As a property function is supposed to be an abstraction for a variable, and you really should be able to swap out property functions and public variables without breaking code, things like

foo.prop += 5;

and

++foo.prop;

should work. Unfortunately, D's current property implementation is poor enough that that code doesn't currently, but that can be fixed in a backwards- compatible-manner.

But implementing something like that becomes more problematic without explicit properties (potentially even dangerous, depending on what ends up happening with those sorts of expressions with non-@property functions which are called without parens). Maybe it could be done, but it seems to me that it's the sort of thing that should be controlled. We don't want lots of voodoo happening with functions called without parens, as we risk getting some nasty bugs when using functions that weren't really meant to be properties. But we _do_ want some of that voodoo with functions that are designed to be properties.

So, I really think that we need to have explicit properties, even if we allow paran-less function calls in some other cases.

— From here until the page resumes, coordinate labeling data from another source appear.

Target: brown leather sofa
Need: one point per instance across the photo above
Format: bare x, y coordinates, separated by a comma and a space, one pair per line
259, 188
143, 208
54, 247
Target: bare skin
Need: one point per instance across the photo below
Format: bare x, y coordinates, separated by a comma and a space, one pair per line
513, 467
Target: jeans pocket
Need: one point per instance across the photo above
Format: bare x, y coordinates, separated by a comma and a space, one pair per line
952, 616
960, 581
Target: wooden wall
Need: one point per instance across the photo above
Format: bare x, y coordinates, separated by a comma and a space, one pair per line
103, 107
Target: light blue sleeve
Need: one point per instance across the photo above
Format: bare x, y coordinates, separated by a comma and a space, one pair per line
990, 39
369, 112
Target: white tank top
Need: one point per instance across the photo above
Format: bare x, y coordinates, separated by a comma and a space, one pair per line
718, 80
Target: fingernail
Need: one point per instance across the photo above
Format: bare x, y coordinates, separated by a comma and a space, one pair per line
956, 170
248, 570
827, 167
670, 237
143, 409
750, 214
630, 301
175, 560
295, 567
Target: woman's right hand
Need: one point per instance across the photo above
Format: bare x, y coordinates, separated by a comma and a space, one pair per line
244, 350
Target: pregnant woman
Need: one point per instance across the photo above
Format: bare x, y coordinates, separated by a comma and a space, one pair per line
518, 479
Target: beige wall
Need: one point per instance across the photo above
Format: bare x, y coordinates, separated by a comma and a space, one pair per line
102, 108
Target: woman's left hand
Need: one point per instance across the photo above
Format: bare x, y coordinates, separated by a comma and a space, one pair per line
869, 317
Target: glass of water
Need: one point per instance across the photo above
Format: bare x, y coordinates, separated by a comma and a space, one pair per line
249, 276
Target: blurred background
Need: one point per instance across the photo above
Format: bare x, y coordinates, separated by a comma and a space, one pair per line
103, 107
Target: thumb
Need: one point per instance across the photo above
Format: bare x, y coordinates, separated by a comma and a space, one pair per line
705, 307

But honestly, I wish that we'd just gone with something closer to what C# did with properties from the get-go.

- Jonathan M Davis
January 24, 2013
On Thursday, 24 January 2013 at 20:44:33 UTC, eles wrote:
> On Thursday, 24 January 2013 at 20:26:50 UTC, mist wrote:
>> On Thursday, 24 January 2013 at 20:20:42 UTC, Adam Wilson wrote:
>
> I think the widest spread use case of a property is:
>
> you start with a variable as memeber of a class, you write a lot
> of assignment code, then you decide that you need to do some more
> extensive processing instead of simple assignment, and all that
> without breaking existing code.
>
> so, you transform the variable into a property.
>
> of course, it could happen the other way around (converting a
> function into a property/variable).

It is a wrong use case for a property. Necessity to change data assignment/access to call of function with side-effect is design error and should be fixed with programmers experience, not property hacks.
January 24, 2013
On 1/24/2013 5:42 AM, Jacob Carlborg wrote:
> I agree with you but Walter is very afraid of breaking code.

The history of what happens when D code breaks because of language changes is not a happy one.

January 24, 2013
On 1/24/13, Walter Bright <newshound2@digitalmars.com> wrote:
> This has turned into a monster. We've taken 2 or 3 wrong turns somewhere.

It is super-ironic that you want to simply pull-out and destroy a feature because it wasn't properly defined or implemented, yet you single-handedly introduced UDAs into the language with its own syntax without any prior approval of the community.

Will we be making a "UDAs - take it behind the woodshed and shoot it?" thread a year from now?